Il ne faudra pas plus de plus de quinze minutes pour que Nidhal O. se trouve une autre cible. Le mode opératoire est à peu près le même : toujours sur la ligne 3, il se lance à la poursuite d’une autre femme, âgée de 51 ans et parvient à la faire chuter au sol. Il tente alors de lui enlever son pantalon en l’empêchant de crier, sa main plaquée sur la bouche de la victime. Nathalie se débat, le griffe au visage et hurle de toutes ses forces. Une scène de terreur que la justice qualifie non plus d’agression sexuelle mais de tentative de viol. Alerté par les cris de la victime, un usager du métro crie « police » pour faire fuir le jeune homme.
Après une nouvelle agression sur une adolescente de 17 ans à la station Palais-Royal, le 7 décembre au soir, c’est finalement à l’extérieur du métro qu’il sera interpellé, le 8 décembre. Cette nuit-là, vers 2 heures du matin, Nidhal O. suit une femme de 27 ans jusqu’au 5e étage de son immeuble et s’engouffre dans son appartement alors qu’elle vient d’ouvrir la porte. Il pousse sa victime sur son lit, enlève très rapidement son tee-shirt et se jette sur elle. « Tu vas y passer, je vais avoir une relation avec toi », menace-t-il.
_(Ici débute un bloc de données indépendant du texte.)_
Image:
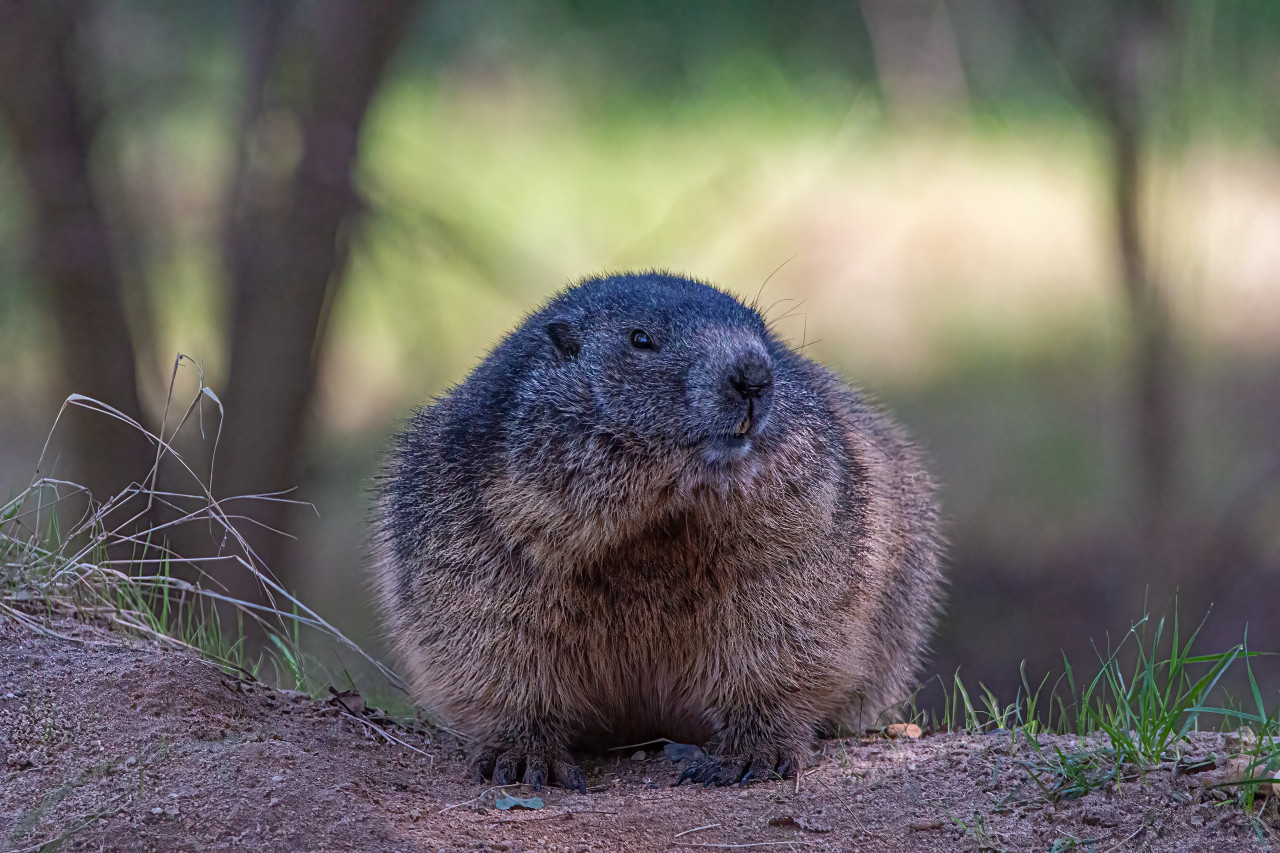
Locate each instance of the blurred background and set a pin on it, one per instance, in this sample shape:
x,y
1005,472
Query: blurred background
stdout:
x,y
1046,235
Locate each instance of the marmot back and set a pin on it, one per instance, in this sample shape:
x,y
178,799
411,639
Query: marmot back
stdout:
x,y
644,515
Mais cette dernière se débat et crie de toutes ses forces alertant un voisin qui parviendra à le maîtriser avant l’arrivée des policiers.
« Agressif » et « intolérant à la frustration »
Arrivé en France quelques mois plus tôt, après avoir été expulsé de Belgique où il a été condamné pour des violences, le jeune homme, accro au cannabis, semble errer dans les rues de la capitale où il se trouve en situation irrégulière.
Un point sur lequel insiste l’avocat d’Elsa, Me Louis Cailliez, tout en dénonçant l’attitude de l’accusé depuis le début du procès, qui « oscille entre propos incohérents et réponses indécentes ». « L’absence totale d’empathie manifestée à l’audience par ce prédateur clandestin rend la perspective d’une future remise en liberté terrifiante : ma cliente espère qu’il sera expulsé au terme de sa peine », insiste le pénaliste.
Du côté de la défense, on ne conteste pas les déclarations des plaignantes. « Mon client a commis les faits, c’est clair et net », réagit Me Seydi Ba. Mais pour lui, son client n’a pas sa place devant la cour criminelle. « Il tient des propos incohérents, il a de vrais troubles psychiatriques, insiste le pénaliste. On peut véritablement questionner le fait qu’il comparaisse devant la justice et qu’il reparte en détention, dont le seul effet sera d’accentuer ses problèmes mentaux. »
Si les psychiatres le décrivent comme « impulsif », « agressif », « intolérant à la frustration » ou encore « antisocial », ils n’ont pas décelé chez lui d’anomalies sévères sur le plan psychiatrique et ont conclu que son discernement n’était ni aboli, ni altéré au moment des faits. Nidhal O. encourt 15 ans de prison.